Marcia Prager is an American rabbi, teacher and spiritual leader. She was Director and Dean of the Aleph Ordination Program (now Emerita), and rabbi of the P'nai Or Jewish Renewal community in Mount Airy, Philadelphia.

==Early life and education==
Prager was raised in the Orthodox tradition in Queens, New York. She received a degree from Stony Brook University, an MFA from the Pratt Institute and taught college-level photography classes. In 1984 she moved to Philadelphia, graduating from the Reconstructionist Rabbinical College in 1989.

==Rabbinic career==
In addition to serving as rabbi of P'nai Or of Philadelphia, Prager was also the founding rabbi of a sister congregation, P'nai Or of Princeton, New Jersey, where she served for thirteen years. In 1990, she also received personal semikhah from Rabbi Zalman Schachter-Shalomi (Reb Zalman) with whom she worked to advance the Jewish Renewal movement until his death in 2014.

Her work involves exploration of Jewish prayer and spiritual practice. Towards that end, she authored and edited the P’nai Or Siddur for Shabbat and Machzor for Rosh Hashanah and Yom Kippur, which she designed to support a deeper worship experience. Many of the Hebrew prayers have been translated into English in a way they can be sung to the prayer's nusach (melody). She is co-director with Rabbi Shawn Zevit of the Davvenen' Leadership Training Institute (DLTI), a two-year training program for rabbis, cantors and lay leaders in public prayer. Daven is a Yiddish word for Jewish prayer. She has been quoted for her Jewish Renewal-inspired teachings.

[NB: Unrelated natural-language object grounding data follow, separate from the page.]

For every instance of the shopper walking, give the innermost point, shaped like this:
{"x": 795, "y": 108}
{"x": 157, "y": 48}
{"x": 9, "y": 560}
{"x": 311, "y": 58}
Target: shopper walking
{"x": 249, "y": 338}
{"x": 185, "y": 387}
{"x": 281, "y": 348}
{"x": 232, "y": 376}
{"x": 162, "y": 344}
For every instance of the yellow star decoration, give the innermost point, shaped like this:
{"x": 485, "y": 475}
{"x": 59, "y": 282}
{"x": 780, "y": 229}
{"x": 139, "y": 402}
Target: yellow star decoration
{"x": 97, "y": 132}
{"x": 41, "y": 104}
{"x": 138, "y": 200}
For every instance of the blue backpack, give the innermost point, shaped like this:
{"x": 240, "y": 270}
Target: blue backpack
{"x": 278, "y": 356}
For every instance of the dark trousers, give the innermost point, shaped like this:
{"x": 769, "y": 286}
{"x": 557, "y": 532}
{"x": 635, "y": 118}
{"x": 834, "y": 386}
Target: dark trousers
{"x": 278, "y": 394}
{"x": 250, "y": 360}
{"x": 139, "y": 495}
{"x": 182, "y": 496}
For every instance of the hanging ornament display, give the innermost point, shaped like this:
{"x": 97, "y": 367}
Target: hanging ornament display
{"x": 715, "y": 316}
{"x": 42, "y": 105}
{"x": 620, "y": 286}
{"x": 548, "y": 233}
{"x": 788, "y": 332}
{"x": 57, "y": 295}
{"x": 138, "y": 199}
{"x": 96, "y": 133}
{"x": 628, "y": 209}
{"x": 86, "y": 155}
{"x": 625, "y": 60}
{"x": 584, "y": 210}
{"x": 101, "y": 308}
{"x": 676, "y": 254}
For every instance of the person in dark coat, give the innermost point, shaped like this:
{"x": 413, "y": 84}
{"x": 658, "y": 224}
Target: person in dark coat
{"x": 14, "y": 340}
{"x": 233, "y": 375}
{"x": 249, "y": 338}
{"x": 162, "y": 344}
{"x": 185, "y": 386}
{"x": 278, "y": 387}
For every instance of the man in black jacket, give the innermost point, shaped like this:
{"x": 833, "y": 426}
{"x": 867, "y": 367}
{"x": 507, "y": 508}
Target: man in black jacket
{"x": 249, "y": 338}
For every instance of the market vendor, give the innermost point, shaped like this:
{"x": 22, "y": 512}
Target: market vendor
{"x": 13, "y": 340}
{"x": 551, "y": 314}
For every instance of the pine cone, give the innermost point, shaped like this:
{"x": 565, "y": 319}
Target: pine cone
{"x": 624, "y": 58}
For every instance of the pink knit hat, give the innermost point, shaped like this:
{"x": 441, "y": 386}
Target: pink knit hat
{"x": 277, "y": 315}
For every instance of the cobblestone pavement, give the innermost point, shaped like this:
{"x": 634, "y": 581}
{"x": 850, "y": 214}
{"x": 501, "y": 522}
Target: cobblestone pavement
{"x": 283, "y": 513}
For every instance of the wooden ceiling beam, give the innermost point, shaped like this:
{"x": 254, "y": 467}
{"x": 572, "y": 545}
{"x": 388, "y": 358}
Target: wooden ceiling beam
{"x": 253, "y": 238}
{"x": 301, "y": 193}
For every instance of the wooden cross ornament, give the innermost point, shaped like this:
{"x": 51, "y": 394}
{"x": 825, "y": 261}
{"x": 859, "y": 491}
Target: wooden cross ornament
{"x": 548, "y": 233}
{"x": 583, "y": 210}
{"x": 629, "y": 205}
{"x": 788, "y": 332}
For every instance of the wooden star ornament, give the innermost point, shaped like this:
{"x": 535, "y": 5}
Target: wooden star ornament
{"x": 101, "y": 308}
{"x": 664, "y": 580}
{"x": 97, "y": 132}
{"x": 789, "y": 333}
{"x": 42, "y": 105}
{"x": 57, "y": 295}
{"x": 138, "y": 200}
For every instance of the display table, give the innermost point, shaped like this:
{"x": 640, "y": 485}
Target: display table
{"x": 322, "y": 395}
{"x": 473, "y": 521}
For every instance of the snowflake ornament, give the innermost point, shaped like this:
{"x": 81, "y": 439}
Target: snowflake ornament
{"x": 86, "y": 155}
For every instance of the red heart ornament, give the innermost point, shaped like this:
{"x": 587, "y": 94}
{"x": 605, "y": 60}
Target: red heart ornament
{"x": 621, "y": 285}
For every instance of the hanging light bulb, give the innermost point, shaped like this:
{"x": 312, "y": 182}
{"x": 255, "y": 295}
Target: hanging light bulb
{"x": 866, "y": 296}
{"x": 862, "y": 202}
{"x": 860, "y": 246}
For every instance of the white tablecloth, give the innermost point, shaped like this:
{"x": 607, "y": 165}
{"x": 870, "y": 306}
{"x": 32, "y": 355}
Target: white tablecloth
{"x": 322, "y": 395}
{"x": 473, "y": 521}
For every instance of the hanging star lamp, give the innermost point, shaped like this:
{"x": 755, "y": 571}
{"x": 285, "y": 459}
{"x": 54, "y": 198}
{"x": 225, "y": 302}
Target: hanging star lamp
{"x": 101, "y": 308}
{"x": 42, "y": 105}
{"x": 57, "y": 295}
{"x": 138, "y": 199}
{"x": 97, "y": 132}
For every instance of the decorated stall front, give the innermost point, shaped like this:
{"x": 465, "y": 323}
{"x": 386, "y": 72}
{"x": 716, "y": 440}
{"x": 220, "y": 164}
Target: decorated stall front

Her book The Path of Blessing: Experiencing the Energy and Abundance of the Divine aims to provide an introduction to Jewish Renewal. Her other publications include the chapter “Live With the Times: Spiritual Direction and the Cycle of Holy Time,” in Jewish Spiritual Direction: An Innovative Guide from Traditional and Contemporary Sources and “Friendship Counts Most,” the epilogue chapter in Interfaith Dialogue at the Grass Roots.
Prager has worked to promote Jewish inter-denominational and interfaith dialogue, teaching classes in Jewish spirituality in Philadelphia and at Isabella Freedman Jewish Retreat Center in Connecticut, as well as at Quaker Meetings including Pendle Hill Quaker Center for Study and Contemplation in Pennsylvania. Upon completing her rabbinic studies, she did additional training in individual, family and group psychotherapy.
On Tikkun Magazines 25th anniversary in 2011, Rabbi Prager was awarded the Tikkun Prize in recognition for her work with the Aleph Ordination Program. She was included in Letty Cottin Pogrebin's 2007 list The Other Fifty Rabbis in America, and in a 2010 list of "America's most inspiring rabbis" by The Forward.